Conclusie: de software is nu multitasking. Maar nu de programmeur die dat ene stukje code dat 10 taken kan verrichten feitelijk maakt. Doet die programmeur dat simultaan met andere activiteiten of heeft hij/zij daar zijn/haar volle aandacht voor nodig?
eerste hand
Dag Marten Hoffmann,
Software – of een stukje programmacode – kan multitasking zijn geworden zonder dat de programmeur zich daarvan bewust was. In mijn voorbeeld gaat het om een programmeur die zich bewust was daarvan. Die was daadwerkelijk mentaal met drie of vijf of tien verschillende opdrachten tegelijkertijd bezig. Dat zou bijvoorbeeld ook voor drie of vijf of tien verschillende klanten kunnen zijn.

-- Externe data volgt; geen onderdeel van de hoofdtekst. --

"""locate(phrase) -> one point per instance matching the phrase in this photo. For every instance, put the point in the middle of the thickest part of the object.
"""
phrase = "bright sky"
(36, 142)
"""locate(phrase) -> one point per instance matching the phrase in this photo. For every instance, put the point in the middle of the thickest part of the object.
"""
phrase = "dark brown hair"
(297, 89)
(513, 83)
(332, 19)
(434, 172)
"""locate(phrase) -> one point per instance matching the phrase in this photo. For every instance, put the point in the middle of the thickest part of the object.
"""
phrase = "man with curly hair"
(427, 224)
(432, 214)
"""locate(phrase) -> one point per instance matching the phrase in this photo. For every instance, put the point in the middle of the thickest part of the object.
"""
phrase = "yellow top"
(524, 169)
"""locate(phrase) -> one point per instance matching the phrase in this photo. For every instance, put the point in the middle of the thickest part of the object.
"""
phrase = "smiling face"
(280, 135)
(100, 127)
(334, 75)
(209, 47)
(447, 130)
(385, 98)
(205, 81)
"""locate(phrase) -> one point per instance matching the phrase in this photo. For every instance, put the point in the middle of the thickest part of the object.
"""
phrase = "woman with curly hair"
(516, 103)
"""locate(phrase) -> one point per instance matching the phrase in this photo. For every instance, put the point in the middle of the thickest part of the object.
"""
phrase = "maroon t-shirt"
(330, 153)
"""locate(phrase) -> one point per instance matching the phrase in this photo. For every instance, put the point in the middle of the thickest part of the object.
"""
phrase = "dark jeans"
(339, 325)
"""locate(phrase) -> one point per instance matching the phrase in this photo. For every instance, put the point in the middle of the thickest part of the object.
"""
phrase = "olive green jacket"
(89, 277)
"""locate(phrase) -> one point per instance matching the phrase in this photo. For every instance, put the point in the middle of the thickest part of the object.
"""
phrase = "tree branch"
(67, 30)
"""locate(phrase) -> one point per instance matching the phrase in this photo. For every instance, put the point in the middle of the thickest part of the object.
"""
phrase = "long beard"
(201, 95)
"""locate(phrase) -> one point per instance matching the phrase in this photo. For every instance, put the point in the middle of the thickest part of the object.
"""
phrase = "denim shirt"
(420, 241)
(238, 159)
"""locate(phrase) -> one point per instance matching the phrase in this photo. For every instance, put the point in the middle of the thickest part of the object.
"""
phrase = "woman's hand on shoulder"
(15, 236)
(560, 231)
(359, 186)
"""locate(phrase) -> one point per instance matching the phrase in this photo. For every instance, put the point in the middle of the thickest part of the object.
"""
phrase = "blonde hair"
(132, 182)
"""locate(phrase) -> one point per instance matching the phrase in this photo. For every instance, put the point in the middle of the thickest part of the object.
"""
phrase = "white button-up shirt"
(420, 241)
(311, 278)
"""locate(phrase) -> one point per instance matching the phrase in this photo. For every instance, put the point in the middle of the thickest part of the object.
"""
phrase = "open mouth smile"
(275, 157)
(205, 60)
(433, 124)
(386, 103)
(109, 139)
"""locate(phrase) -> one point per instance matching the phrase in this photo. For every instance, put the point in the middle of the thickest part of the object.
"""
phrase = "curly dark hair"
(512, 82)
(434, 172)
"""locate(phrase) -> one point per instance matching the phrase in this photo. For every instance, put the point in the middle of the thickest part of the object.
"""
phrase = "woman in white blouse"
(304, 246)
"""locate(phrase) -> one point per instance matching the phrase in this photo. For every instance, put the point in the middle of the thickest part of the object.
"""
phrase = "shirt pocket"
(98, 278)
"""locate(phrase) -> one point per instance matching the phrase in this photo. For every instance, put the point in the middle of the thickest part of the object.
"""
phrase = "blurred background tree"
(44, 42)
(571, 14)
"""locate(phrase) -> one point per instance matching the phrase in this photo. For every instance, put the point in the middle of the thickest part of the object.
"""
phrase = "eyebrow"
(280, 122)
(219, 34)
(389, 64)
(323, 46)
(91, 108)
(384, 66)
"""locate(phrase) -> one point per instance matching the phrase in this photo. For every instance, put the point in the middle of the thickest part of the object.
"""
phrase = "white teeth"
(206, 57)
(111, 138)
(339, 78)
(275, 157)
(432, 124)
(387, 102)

Ik kan je uit vrij betrouwbare bron melden dat zo’n programmeur dan soms nog gewoon andere dingen kan doen. De mooiste stukjes programmacode schijnen overigens te ontstaan in de file op de A2. Legpuzzelen schijnt ook wel eens te helpen. Weer andere programmeurs schijnen alle problemen op te lossen terwijl ze half-lallend over de bar in een cafe hangen.
Allemaal voorbeelden van niet tegelijkertijd
Deze programmeur heeft die tien verschillende opdrachten niet tegelijkertijd gekregen. Ze komen niet op hetzelfde moment aan en hij lost ze niet tegelijkertijd op.
Het verschijnsel dat U hier beschrijft, ken ik ook. Ik kan ergens een nachtje over slapen. De volgende ochtend los ik mijn probleem plotseling op. Ik heb die ervaring bij cryptogrammen. Er worden dan, terwijl ik slaap of iets anders doe, door het brein allerlei associaties gemaakt. Als ik er dan weer eens bewust mee bezig ben, komt de oplossing naar voren. Maar ik ben dan niet in een diepzinnige analyse bezig met mijn psychiater, terwijl ik tegelijk een bouwbestek doorneem.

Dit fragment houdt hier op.